We did a bunch of similar tests to determine the overhead caused by
kvm and limitations of the nova network architecture. We found that
VMs themselves were able to consistently saturate the network link
available to the host system, whether it was 1GE or 10GE, with
relatively modern node and network hardware. With the default
VLANManager network setup, there isn't much you can do to scale your
outbound connectivity beyond the hardware you can reasonably drive
with a single node, but using multi-host nova-network, we were able to
run a bunch of nodes in parallel, scaling up our outbound bandwidth
linearly. We managed to get 10 nodes, with a single VM per node, each
running 4 TCP streams, up to 99 gigabits on a dedicated cross country
link. There was a bunch of tuning that we needed to do, but it wasn't
anything particularly outlandish compared with the tuning needed for
doing this with bare metal. We've been meaning to do a full writeup,
but haven't had time yet.
TSO and GRO can cover a multitude of path-length sins :)

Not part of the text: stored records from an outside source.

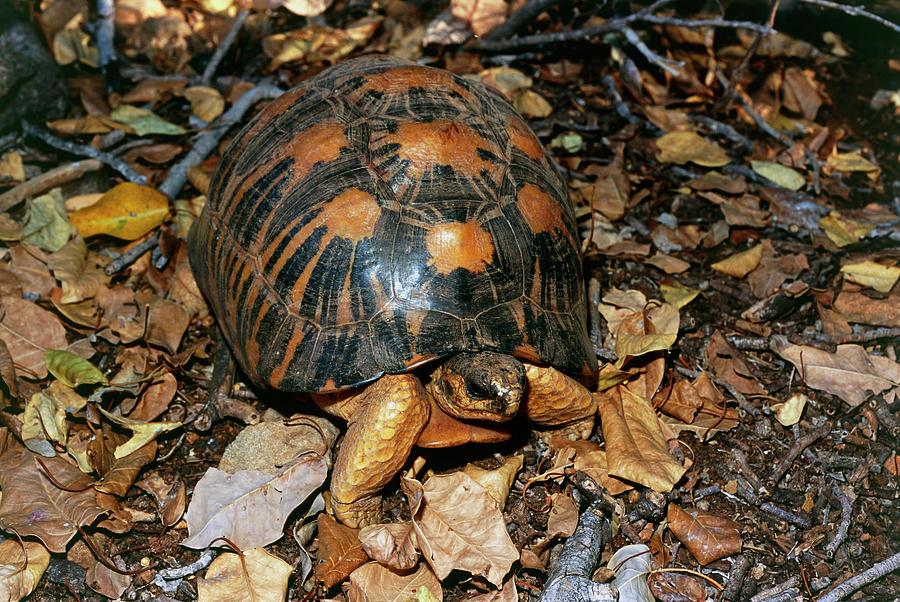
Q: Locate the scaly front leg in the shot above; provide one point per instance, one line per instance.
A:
(381, 433)
(558, 401)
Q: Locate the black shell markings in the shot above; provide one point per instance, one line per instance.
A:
(381, 215)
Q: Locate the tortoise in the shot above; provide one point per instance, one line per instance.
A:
(393, 240)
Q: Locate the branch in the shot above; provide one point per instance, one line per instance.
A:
(855, 11)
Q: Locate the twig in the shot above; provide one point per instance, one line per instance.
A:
(577, 35)
(724, 130)
(852, 584)
(784, 515)
(609, 86)
(855, 11)
(220, 52)
(207, 141)
(519, 19)
(570, 577)
(797, 449)
(106, 31)
(46, 181)
(669, 66)
(87, 151)
(846, 515)
(736, 576)
(728, 95)
(773, 591)
(130, 256)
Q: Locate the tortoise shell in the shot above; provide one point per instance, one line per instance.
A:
(383, 214)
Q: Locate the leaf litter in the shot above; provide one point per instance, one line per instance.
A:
(785, 306)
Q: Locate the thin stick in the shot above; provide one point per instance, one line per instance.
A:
(46, 181)
(87, 151)
(877, 571)
(855, 11)
(207, 141)
(220, 52)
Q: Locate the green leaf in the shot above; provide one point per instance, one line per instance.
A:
(47, 226)
(145, 122)
(71, 369)
(781, 175)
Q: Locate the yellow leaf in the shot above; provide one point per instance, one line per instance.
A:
(128, 211)
(853, 161)
(681, 147)
(532, 104)
(788, 413)
(740, 264)
(676, 294)
(842, 230)
(868, 273)
(144, 432)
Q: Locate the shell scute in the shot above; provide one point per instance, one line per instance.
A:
(384, 214)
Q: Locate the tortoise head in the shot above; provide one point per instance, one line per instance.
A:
(484, 385)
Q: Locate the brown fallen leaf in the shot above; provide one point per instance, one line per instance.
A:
(728, 364)
(481, 15)
(849, 373)
(33, 505)
(707, 537)
(391, 544)
(249, 507)
(256, 576)
(636, 449)
(28, 330)
(18, 577)
(458, 526)
(340, 552)
(373, 582)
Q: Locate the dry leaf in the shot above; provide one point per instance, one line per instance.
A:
(682, 147)
(482, 15)
(458, 526)
(868, 273)
(18, 578)
(373, 582)
(391, 544)
(340, 552)
(128, 211)
(740, 264)
(636, 449)
(707, 537)
(258, 576)
(206, 102)
(249, 507)
(27, 331)
(850, 372)
(33, 505)
(789, 412)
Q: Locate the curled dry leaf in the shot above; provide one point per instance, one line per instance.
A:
(482, 15)
(27, 331)
(707, 537)
(636, 449)
(256, 576)
(498, 481)
(458, 526)
(850, 372)
(340, 552)
(373, 582)
(682, 147)
(18, 578)
(391, 544)
(249, 507)
(34, 505)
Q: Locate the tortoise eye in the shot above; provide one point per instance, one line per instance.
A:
(477, 388)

That is one of the reasons netperf does more than just bulk transfer :)
When I was/am measuring "scaling" of an SMP node I would use
aggregate, burst-mode, single-byte netperf TCP_RR tests to maximize the
packets per second while minimizing the actual bandwidth consumed.
And if there is a concern about flows coming and going there is the
TCP_CRR test which is like the TCP_RR test but each transaction is a
freshly created and torn-down TCP connection.